Five Facts on the US-China Trade War

Five Facts on the US-China Trade War

Today, the U.S-China trade war continues unabated. This increases the risk of slowing the global economy, IMF Chief Christine Lagarde warned last week. Leaders at a G-20 meeting in Japan expressed similar concerns that an open trade war could have serious consequences for markets around the world. Another meeting is set for late June between President Donald Trump and President Xi Jinping; this could ultimately determine the shared economic future of these two global powerhouses.

Here are five facts on issues that are driving the current discord between the U.S. and China:

1. According to CNBC, one in five U.S. companies claims that Chinese companies have stolen their intellectual property within the past year. Moreover, close to a third of the firms polled said that Chinese companies have stolen their intellectual property over the past decade. The remaining 70 percent of companies polled did not know if their intellectual property had been stolen. A representative from the IP Commission told CNBC that this theft costs the U.S. economy up to $600 billion every year.

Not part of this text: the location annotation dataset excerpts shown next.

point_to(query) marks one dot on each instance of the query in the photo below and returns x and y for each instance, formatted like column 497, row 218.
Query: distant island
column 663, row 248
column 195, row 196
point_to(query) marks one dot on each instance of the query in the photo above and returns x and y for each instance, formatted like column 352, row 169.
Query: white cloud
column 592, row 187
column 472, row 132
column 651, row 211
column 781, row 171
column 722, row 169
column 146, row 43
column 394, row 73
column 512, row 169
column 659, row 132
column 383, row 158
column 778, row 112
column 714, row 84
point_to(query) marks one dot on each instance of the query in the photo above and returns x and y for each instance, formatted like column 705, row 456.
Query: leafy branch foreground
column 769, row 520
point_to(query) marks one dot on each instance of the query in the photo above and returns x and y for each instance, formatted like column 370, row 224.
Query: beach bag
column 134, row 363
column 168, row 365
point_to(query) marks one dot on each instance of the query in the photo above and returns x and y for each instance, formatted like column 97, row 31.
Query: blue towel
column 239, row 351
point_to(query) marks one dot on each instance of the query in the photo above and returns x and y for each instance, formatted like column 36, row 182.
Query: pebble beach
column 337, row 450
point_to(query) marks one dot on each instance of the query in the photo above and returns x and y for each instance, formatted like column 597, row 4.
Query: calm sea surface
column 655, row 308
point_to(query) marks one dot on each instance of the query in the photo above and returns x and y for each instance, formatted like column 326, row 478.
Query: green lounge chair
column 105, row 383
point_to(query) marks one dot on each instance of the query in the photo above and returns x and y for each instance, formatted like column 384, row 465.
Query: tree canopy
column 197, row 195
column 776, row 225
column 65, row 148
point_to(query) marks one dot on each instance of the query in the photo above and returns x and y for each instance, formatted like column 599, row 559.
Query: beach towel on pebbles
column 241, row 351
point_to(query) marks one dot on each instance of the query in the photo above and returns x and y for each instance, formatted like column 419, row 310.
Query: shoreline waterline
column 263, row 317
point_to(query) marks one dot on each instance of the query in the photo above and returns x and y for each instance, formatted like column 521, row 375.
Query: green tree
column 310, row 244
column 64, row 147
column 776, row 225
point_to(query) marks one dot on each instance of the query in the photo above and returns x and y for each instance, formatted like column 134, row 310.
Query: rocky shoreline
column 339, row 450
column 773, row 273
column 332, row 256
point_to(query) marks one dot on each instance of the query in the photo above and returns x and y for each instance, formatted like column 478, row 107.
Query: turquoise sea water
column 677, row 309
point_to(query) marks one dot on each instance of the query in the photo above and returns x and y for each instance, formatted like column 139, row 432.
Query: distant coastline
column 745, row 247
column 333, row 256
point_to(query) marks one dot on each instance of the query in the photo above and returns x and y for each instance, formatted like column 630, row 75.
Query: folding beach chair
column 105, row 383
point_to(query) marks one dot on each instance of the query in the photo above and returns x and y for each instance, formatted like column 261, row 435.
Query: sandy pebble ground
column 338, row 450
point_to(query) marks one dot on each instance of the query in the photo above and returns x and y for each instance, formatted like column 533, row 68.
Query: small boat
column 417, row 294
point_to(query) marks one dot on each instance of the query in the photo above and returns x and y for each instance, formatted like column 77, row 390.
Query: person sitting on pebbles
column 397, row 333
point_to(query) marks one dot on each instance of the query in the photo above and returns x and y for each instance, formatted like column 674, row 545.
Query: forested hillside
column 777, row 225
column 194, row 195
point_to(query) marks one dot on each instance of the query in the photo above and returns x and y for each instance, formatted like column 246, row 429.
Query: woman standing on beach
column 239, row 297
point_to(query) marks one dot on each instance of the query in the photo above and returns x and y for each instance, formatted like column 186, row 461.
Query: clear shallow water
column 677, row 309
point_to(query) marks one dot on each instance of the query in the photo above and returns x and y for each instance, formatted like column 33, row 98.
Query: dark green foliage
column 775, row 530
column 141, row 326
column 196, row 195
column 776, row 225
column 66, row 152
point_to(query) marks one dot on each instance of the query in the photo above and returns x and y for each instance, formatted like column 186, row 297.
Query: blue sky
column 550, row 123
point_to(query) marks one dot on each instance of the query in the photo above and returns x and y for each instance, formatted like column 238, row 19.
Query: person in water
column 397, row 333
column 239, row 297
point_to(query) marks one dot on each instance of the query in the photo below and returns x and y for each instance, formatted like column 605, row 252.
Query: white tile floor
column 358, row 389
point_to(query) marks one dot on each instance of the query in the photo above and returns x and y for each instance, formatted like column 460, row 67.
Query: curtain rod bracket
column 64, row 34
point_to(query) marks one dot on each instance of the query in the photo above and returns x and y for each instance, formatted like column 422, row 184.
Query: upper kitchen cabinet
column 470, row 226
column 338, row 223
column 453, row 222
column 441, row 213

2. The South China Morning Post reports that profits of state firms are hitting record highs as the number of entities under government control have decreased. This is likely because state-owned enterprises are heavily subsidized and enjoy implicit government guarantees for debts and inexpensive loans, according to Reuters. The Chinese government’s “Made in China 2025” plan specifically outlines $300 billion in financing and other incentives for 10 critical industries.

3. A major point of contention in U.S-China trade talks is the practice of “technology transfer,” in which the Chinese government forces U.S. companies to turn over their tech secrets to Chinese partners as a condition of gaining access to the country’s enormous market. In May, the European Chamber of Commerce released a report highlighting that one in five companies felt forced to reveal their tech secrets, a 10 percent increase since 2017. The report also showed that certain industries felt more acute pressure to do so, including 30 percent of petroleum companies polled, 28 percent of medical device companies polled, and 27 percent of pharmaceutical companies polled.

4. Right now there is a heated race to pioneer 5G, or fifth-generation mobile networks, and China has the leading edge. Bloomberg Government reports that 5G could ultimately be up to 100 times faster than 4G, dramatically changing how the internet is used. If China has the lead in developing this technology, the U.S. fears the equipment and software it develops could be maliciously used to spy on customers in foreign countries.

5. According to the Economic Policy Institute, 3.4 million U.S. jobs were lost between 2001 and 2017 because of the U.S. trade deficit with China. This includes 1.3 million jobs lost between 2008, the start of the Great Recession, and 2017. The report further shows that every single congressional district has lost jobs, with California, Texas, and New York being the hardest-hit states.